You are correct in several aspects, including when you say "If so it must be the same resource requirements for both code?" - yes, both forms will use basically the same resources, and whether one happens to be more performant or not is actually more due to implementation details than any fundamental thing.
For example, since pure Python iterators written as a class implementing __next__
require Python function calls, they are likely slower than using a generator-function with yield
up to Python 3.10, but not necessarily on Python 3.11, where the overhead for function calling was reduced. OTOH, the pipy implementation should not have a difference between Python code written by the user in a __next__
method and the internal code executed by the runtime for generator functions.
In an ideal world, they would perform the same. And the "big O" algorithmic factors for both forms is certainly the same in any (reasonable) Python implementation.
This leaves us with the form differences:
Indeed, when one write a function which includes the yield
keyword in its body (even if it is in an unreachable section of the code), the function is, at compile time, created as a "generator function": this means that when it is called, none of the visible code in it is executed. Instead, Python create an instance of a "generator object" which is returned. This object features the methods __next__
, send
and throw
, which can be subsequently used to drive the generator:
in this sense a generator works the same as a user-implemented iterator.
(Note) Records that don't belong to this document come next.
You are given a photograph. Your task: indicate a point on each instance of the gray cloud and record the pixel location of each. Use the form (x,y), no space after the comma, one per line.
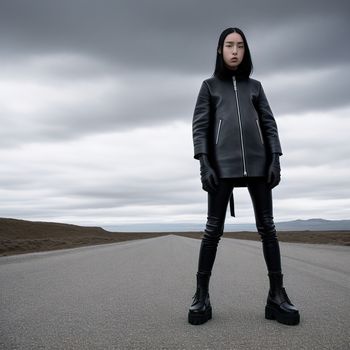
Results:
(97,103)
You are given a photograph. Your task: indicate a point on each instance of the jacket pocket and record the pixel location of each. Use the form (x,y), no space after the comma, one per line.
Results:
(218,132)
(260,133)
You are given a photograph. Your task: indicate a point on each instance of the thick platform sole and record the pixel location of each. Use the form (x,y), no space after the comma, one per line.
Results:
(273,314)
(200,318)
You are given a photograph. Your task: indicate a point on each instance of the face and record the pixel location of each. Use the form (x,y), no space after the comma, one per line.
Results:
(233,50)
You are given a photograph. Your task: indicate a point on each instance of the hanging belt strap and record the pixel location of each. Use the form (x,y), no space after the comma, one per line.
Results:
(232,205)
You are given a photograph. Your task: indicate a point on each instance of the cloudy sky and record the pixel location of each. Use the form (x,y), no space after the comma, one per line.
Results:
(97,100)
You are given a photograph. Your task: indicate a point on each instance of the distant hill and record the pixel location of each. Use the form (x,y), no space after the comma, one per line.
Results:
(24,236)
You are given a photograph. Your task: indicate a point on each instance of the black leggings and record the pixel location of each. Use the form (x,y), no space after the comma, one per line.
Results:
(261,197)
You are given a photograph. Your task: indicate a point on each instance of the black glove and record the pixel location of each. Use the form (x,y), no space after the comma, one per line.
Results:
(274,172)
(209,179)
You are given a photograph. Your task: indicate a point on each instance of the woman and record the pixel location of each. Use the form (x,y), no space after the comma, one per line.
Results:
(236,140)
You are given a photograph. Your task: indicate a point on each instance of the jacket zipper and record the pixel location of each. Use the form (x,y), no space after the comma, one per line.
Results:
(240,127)
(257,123)
(217,135)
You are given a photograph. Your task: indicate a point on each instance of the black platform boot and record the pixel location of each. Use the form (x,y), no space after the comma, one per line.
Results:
(200,311)
(279,306)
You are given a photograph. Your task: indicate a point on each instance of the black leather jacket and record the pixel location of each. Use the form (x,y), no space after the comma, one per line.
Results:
(234,125)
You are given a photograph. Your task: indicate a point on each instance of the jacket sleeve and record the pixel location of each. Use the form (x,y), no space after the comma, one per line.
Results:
(269,125)
(200,122)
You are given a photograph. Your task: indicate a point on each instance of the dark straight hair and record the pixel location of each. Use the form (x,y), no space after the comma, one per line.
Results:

As for output of sys.getsizeof
this is certainly a thing that should not concern you. The output of this function is not a reliable metric, as it won't display the values of any referenced objects. An instance of a user class will typically have an associated full size dictionary, for example (although this has also been optimized in recent cPython releases). All in all, the difference for the total bytes used for a generator created by a generator function, and an iterator creatd by a user class, might be even of a couple hundred bytes in favor of the generator function one: but this won't make any difference in most workflows, unless one is creating hundreds (and for large server processes, tens of thousands) of generators to be used in parallel (i.e. creating new ones before older ones had been per-used and removed from memory).
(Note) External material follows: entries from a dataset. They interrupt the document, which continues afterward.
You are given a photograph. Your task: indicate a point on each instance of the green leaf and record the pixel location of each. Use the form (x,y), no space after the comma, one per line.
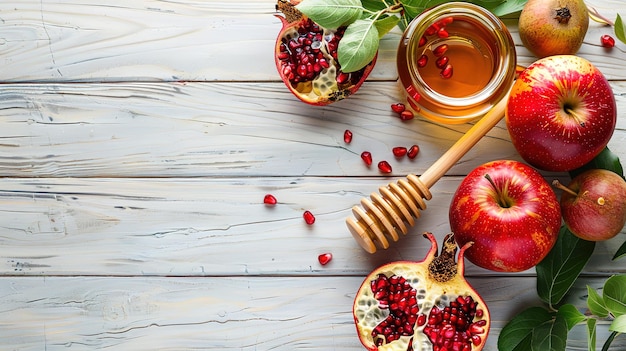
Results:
(517,334)
(559,270)
(614,294)
(591,334)
(386,24)
(358,46)
(621,252)
(596,303)
(619,324)
(571,315)
(550,335)
(620,30)
(331,14)
(605,160)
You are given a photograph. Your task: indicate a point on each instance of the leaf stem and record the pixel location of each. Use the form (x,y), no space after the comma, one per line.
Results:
(608,341)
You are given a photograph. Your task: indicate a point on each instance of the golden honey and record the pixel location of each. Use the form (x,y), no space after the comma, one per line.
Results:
(456,61)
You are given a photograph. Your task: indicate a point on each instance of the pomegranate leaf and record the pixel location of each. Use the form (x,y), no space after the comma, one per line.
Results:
(614,295)
(596,303)
(385,24)
(550,335)
(619,324)
(331,14)
(591,334)
(358,46)
(517,334)
(621,252)
(620,30)
(559,270)
(571,315)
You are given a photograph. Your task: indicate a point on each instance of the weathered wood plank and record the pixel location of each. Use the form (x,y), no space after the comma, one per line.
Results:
(219,129)
(206,227)
(236,313)
(191,40)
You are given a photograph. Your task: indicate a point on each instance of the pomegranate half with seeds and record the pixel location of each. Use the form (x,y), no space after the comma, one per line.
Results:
(427,305)
(306,59)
And even them, the user class could be optimized (with the use of __slots__
and other techniques).
In your comparison, in particular:
print(f'{sys.getsizeof(CustomIterator) + sys.getsizeof(iterator) + sys.getsizeof(next(iterator))}') #1170
You are getting the size of the class object itself - it is an instane of type
, and certainly will use some more memory (sys.getsizeof(CustomIterator)
) - the 1000 extra bytes you see are not much: this amount is created exactly once (*), and remains used for the lifetime of your process. Each iterator instance will use another amount of memory, which will be freed when the iterator is no longer used.
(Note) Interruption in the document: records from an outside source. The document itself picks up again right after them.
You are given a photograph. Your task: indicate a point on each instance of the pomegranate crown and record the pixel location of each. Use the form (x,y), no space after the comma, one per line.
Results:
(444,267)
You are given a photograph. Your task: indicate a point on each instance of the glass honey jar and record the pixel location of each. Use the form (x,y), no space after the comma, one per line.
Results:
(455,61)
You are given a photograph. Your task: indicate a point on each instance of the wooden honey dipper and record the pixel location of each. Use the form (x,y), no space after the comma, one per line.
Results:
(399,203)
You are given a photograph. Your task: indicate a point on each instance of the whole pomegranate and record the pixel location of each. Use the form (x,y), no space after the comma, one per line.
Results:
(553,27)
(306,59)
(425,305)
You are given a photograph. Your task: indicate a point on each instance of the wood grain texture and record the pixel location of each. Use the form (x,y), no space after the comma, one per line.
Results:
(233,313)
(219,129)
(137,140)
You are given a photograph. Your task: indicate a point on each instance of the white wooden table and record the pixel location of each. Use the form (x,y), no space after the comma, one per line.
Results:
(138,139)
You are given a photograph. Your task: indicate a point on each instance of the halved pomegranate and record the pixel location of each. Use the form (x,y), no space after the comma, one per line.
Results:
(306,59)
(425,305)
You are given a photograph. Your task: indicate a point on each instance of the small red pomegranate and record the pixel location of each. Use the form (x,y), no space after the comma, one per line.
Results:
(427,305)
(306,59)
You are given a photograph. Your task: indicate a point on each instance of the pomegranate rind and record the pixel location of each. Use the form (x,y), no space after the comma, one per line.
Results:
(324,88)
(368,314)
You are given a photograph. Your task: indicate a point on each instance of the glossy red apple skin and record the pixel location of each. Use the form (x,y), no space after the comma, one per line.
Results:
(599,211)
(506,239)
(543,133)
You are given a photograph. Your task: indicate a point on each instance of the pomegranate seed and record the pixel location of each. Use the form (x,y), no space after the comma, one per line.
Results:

As for the internal state of a generator-function created generator, which seems to be the other thing that concerns you: it is of course not magic - it is maintained in an object that is even introspectable called an "execution frame". When you call a generator function, the returned "generator object"
has the .gi_frame
attribute, and you can inspect the internal local variables at .gi_frame.f_locals
. The same state keeping takes place, in a nested way, when you run for char in s:
. The difference there is that the for
statement creates an iterator over s
which is not directly accessible from Python code. But you could do: iter_s = iter(s); for char in iter_s
, and see some of the state you want in the iter_s
object (this won't expose internal states, like the variable used as a counter, in Python, however, but the __next__
method is there.)
(*) if you happen to put your "class" statement, with its body and all, inside a loop or a function, it will be executed again each time it is run, but that would be just incorrect code.